An Enhanced Care Transition Program

From the 2023 HVPA National Conference

Christina Muggeo BA (NYU Langone Health), Katie Tobin MHA, Christine Truiano BA, Adriana Quinones-Camacho MD, Steve Chatfield MBA, Kevin P. Eaton MD

Background:
The transition of care from hospital to home is a critical period for optimizing health outcomes. One important aspect to a safe transition is appropriate and timely post-discharge follow-up. Large academic medical centers often have complex and differing methods for ordering referrals as well as a lack of tracking capabilities for patients’ transitions between the two settings. Ensuring timely access of care after discharge can significantly improve patients’ quality of life, health outcomes, and hospital experience.

Methods:
We aimed to implement a standardized referral process where outpatient referrals ordered by inpatient providers were scheduled prior to (or shortly after) patients were discharged. We started with piloting the workflow on a 32-bed house staff run general medicine unit in a large academic hospital in November 2021. We then expanded the workflow to all 7 inpatient general medicine services in April 2022. Educational materials were created for care teams and presented at hospital-wide forums. We tracked the number of referrals placed, scheduled, and completed. We measured the process metrics of number of referrals placed, scheduled, and completed.

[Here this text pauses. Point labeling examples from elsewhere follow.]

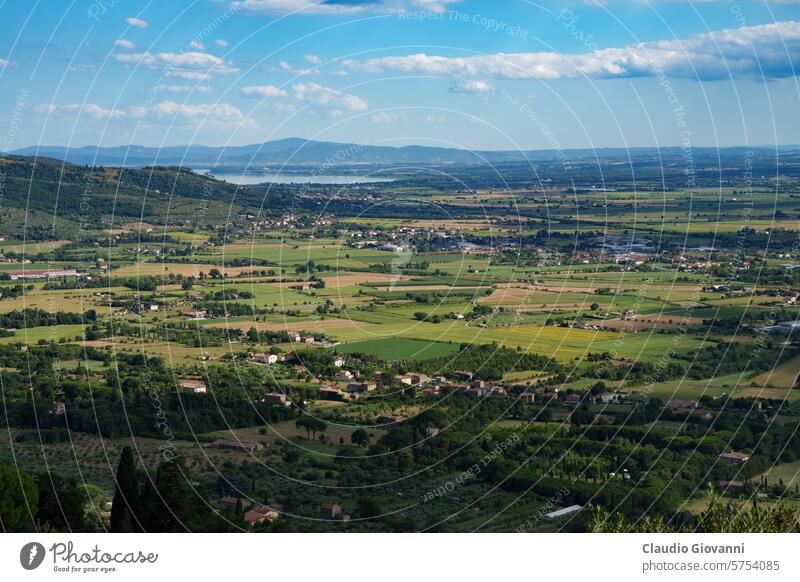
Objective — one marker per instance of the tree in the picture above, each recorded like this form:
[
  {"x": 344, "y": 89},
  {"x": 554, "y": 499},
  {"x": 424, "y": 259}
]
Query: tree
[
  {"x": 360, "y": 437},
  {"x": 19, "y": 499},
  {"x": 126, "y": 500}
]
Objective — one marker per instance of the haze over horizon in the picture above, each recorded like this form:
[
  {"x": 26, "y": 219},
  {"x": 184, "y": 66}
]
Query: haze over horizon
[{"x": 453, "y": 73}]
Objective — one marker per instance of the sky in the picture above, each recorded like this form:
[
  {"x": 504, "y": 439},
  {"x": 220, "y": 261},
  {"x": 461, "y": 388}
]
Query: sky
[{"x": 476, "y": 74}]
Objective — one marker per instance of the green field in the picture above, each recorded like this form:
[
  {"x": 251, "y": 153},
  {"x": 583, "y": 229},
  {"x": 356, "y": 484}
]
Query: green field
[{"x": 399, "y": 349}]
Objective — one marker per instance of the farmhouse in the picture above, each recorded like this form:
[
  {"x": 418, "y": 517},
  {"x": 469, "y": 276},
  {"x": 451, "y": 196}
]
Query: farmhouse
[
  {"x": 195, "y": 314},
  {"x": 196, "y": 386},
  {"x": 235, "y": 445},
  {"x": 562, "y": 512},
  {"x": 260, "y": 514},
  {"x": 268, "y": 359},
  {"x": 361, "y": 386},
  {"x": 42, "y": 274},
  {"x": 733, "y": 458},
  {"x": 391, "y": 418},
  {"x": 330, "y": 511}
]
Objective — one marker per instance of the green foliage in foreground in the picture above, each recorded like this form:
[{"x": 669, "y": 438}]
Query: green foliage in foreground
[{"x": 720, "y": 517}]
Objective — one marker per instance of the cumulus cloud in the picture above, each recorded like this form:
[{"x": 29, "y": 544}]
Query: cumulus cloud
[
  {"x": 459, "y": 85},
  {"x": 263, "y": 91},
  {"x": 137, "y": 22},
  {"x": 284, "y": 66},
  {"x": 93, "y": 110},
  {"x": 769, "y": 50},
  {"x": 182, "y": 88},
  {"x": 341, "y": 6},
  {"x": 390, "y": 116},
  {"x": 186, "y": 65},
  {"x": 213, "y": 115},
  {"x": 334, "y": 102}
]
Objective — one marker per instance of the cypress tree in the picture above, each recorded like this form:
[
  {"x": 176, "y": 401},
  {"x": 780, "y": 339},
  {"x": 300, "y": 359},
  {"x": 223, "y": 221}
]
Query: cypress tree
[{"x": 124, "y": 507}]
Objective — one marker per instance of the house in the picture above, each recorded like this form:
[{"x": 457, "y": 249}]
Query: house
[
  {"x": 562, "y": 512},
  {"x": 196, "y": 386},
  {"x": 235, "y": 445},
  {"x": 276, "y": 399},
  {"x": 330, "y": 511},
  {"x": 195, "y": 314},
  {"x": 361, "y": 386},
  {"x": 267, "y": 359},
  {"x": 676, "y": 403},
  {"x": 390, "y": 418},
  {"x": 330, "y": 393},
  {"x": 259, "y": 515},
  {"x": 42, "y": 274},
  {"x": 733, "y": 458}
]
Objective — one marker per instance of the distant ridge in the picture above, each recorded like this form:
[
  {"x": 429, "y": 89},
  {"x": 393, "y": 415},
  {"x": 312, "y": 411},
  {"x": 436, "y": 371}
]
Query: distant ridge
[{"x": 301, "y": 152}]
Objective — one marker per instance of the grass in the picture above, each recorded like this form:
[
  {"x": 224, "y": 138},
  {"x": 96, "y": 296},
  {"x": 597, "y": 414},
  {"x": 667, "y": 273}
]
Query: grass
[{"x": 399, "y": 349}]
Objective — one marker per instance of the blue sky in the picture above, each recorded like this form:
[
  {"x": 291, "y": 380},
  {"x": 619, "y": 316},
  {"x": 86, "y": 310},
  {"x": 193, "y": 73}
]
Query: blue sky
[{"x": 461, "y": 73}]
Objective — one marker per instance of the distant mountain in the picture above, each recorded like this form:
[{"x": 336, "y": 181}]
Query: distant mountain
[{"x": 301, "y": 152}]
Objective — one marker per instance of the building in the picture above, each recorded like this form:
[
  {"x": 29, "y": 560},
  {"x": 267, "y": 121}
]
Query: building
[
  {"x": 562, "y": 512},
  {"x": 361, "y": 386},
  {"x": 391, "y": 418},
  {"x": 195, "y": 314},
  {"x": 196, "y": 386},
  {"x": 733, "y": 458},
  {"x": 676, "y": 403},
  {"x": 330, "y": 511},
  {"x": 259, "y": 515},
  {"x": 268, "y": 359},
  {"x": 235, "y": 445},
  {"x": 42, "y": 274}
]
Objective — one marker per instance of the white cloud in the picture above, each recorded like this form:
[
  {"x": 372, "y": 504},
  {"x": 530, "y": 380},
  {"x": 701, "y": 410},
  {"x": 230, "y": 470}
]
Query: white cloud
[
  {"x": 334, "y": 102},
  {"x": 137, "y": 22},
  {"x": 213, "y": 114},
  {"x": 186, "y": 65},
  {"x": 284, "y": 66},
  {"x": 263, "y": 91},
  {"x": 341, "y": 6},
  {"x": 771, "y": 50},
  {"x": 182, "y": 88},
  {"x": 93, "y": 110},
  {"x": 459, "y": 85},
  {"x": 389, "y": 116},
  {"x": 81, "y": 68}
]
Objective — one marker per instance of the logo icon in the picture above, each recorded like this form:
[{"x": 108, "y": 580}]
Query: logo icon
[{"x": 31, "y": 555}]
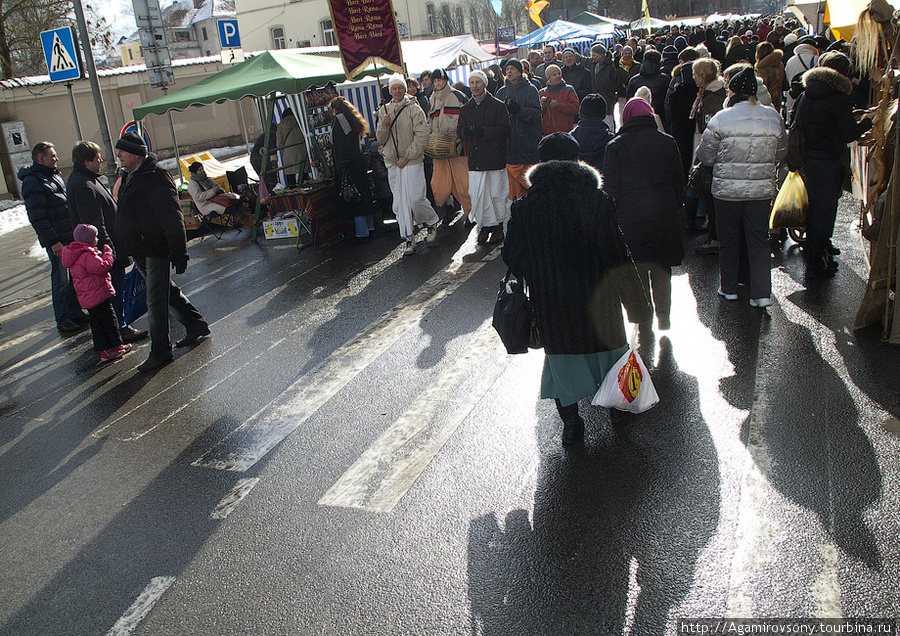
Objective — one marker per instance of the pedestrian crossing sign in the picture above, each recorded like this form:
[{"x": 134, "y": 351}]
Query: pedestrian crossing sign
[{"x": 61, "y": 53}]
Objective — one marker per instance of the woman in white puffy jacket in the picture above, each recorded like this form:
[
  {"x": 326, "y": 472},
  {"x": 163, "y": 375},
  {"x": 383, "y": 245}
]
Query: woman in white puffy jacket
[{"x": 744, "y": 144}]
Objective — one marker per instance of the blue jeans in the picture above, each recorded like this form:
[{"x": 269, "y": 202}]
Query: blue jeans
[
  {"x": 65, "y": 303},
  {"x": 164, "y": 296}
]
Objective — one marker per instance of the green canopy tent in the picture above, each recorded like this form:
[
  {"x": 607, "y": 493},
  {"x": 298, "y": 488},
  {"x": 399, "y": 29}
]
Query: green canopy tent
[{"x": 261, "y": 76}]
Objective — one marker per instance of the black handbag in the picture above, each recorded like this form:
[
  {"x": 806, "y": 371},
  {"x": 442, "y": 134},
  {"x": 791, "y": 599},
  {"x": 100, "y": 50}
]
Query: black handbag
[
  {"x": 514, "y": 317},
  {"x": 349, "y": 191},
  {"x": 700, "y": 178}
]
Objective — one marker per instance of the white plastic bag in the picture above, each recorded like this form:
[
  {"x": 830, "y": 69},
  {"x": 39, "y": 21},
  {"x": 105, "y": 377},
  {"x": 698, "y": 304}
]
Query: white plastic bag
[{"x": 627, "y": 386}]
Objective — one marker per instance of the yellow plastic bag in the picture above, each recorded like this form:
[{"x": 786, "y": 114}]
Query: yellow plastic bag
[{"x": 791, "y": 204}]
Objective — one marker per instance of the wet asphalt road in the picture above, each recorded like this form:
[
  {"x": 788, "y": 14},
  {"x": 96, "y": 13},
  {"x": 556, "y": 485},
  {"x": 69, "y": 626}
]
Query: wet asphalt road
[{"x": 392, "y": 470}]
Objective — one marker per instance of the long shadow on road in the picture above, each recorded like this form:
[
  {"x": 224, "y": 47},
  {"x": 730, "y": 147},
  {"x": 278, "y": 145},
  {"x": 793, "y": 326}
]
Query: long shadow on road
[{"x": 617, "y": 527}]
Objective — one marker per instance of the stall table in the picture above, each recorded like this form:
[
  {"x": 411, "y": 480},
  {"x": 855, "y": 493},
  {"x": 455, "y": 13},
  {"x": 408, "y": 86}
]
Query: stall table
[{"x": 315, "y": 210}]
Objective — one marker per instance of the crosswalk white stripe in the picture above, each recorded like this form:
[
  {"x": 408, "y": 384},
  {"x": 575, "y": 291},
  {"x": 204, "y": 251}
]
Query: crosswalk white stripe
[
  {"x": 248, "y": 443},
  {"x": 142, "y": 606},
  {"x": 390, "y": 466}
]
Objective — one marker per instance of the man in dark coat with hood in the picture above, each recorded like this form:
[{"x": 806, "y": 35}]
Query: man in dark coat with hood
[
  {"x": 91, "y": 203},
  {"x": 826, "y": 116},
  {"x": 150, "y": 228},
  {"x": 653, "y": 78},
  {"x": 48, "y": 211}
]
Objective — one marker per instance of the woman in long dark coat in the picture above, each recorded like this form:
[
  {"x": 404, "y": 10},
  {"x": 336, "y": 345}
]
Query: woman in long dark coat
[
  {"x": 347, "y": 131},
  {"x": 563, "y": 239},
  {"x": 644, "y": 175}
]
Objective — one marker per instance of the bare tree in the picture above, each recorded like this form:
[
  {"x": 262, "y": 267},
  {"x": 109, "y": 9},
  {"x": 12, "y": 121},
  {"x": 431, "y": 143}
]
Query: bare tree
[{"x": 21, "y": 22}]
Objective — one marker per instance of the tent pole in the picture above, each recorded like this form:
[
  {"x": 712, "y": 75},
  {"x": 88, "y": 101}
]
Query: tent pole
[{"x": 269, "y": 104}]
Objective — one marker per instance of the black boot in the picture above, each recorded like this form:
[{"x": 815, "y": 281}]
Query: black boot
[{"x": 573, "y": 425}]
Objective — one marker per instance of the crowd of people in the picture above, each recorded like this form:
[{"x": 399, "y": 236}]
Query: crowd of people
[
  {"x": 588, "y": 168},
  {"x": 591, "y": 200}
]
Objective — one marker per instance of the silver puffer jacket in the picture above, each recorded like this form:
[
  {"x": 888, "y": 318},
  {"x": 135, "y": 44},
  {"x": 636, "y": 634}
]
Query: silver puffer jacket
[{"x": 743, "y": 144}]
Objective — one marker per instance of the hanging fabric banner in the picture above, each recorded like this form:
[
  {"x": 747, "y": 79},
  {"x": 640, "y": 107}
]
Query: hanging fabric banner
[{"x": 366, "y": 32}]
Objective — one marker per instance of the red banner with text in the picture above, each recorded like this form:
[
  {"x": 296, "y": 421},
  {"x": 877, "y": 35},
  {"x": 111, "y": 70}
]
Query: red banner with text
[{"x": 366, "y": 32}]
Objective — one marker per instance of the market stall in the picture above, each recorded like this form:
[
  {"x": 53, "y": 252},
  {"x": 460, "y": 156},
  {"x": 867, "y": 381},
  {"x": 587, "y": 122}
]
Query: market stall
[{"x": 303, "y": 81}]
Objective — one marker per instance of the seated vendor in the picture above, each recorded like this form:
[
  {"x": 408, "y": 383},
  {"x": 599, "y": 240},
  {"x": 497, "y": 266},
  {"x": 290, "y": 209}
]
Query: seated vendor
[{"x": 209, "y": 197}]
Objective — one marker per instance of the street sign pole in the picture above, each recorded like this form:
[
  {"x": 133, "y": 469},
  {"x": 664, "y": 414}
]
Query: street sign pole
[
  {"x": 74, "y": 111},
  {"x": 95, "y": 89}
]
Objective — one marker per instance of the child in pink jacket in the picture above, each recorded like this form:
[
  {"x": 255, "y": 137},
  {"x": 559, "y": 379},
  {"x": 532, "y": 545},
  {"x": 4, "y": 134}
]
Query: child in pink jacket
[{"x": 93, "y": 287}]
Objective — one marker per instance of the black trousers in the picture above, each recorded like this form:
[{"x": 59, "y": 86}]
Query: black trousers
[{"x": 104, "y": 329}]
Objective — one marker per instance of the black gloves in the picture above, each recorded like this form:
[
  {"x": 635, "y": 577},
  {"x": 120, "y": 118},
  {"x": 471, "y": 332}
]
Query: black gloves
[{"x": 179, "y": 263}]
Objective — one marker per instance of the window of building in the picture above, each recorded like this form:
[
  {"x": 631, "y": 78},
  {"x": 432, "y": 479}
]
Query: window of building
[
  {"x": 328, "y": 38},
  {"x": 429, "y": 15},
  {"x": 278, "y": 39}
]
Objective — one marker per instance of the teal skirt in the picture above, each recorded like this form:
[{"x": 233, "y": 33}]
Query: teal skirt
[{"x": 568, "y": 377}]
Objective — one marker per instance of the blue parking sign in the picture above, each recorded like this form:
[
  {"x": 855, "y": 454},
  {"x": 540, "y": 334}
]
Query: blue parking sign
[
  {"x": 61, "y": 54},
  {"x": 228, "y": 34}
]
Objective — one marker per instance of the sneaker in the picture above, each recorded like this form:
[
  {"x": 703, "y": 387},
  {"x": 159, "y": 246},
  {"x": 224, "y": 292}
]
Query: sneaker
[
  {"x": 193, "y": 335},
  {"x": 710, "y": 247},
  {"x": 130, "y": 334},
  {"x": 726, "y": 296},
  {"x": 67, "y": 326},
  {"x": 108, "y": 355}
]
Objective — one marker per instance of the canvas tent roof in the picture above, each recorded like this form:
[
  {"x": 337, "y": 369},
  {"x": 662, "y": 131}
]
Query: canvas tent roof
[
  {"x": 592, "y": 19},
  {"x": 562, "y": 30},
  {"x": 422, "y": 55},
  {"x": 268, "y": 72}
]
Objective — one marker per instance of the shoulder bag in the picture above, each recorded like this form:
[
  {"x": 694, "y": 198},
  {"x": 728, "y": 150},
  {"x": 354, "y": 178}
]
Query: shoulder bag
[{"x": 514, "y": 317}]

We hypothesized that patient satisfaction would improve with the addition of this workflow.

Results:
No baseline data was available given the limited tracking capabilities prior to the intervention. However, comparison from pilot to expansion timeframes showed a 64% increase (25% in Nov. 2021 to 41% in Nov. 2022) in the percentage of discharges with an ordered referral. There was a 70% increase in the percentage of discharges with a scheduled referral and a 33% increase in those with a completed referral. We had a 15% increase in completed appointments within 14 days post-expansion. Our HCAHPS top box scores for Willingness to Recommend and Overall Rating was higher for those receiving our assistance in scheduling follow-up appointments after discharge.

Discussion:
Enhanced communication, continued education, and better data transparency have led to improved transitions of care and higher quality of care for patients. Additionally, it has allowed for the identification of further process improvements both in the discharge planning and scheduling processes.

Conclusion:
By utilizing data-driven decision making throughout the care continuum, it will allow every step of the patients’ care pathway to be comprehensive and reliable. Discussions are currently underway to determine how to enhance reporting, standardize the process across all facilities, and expand to other departments.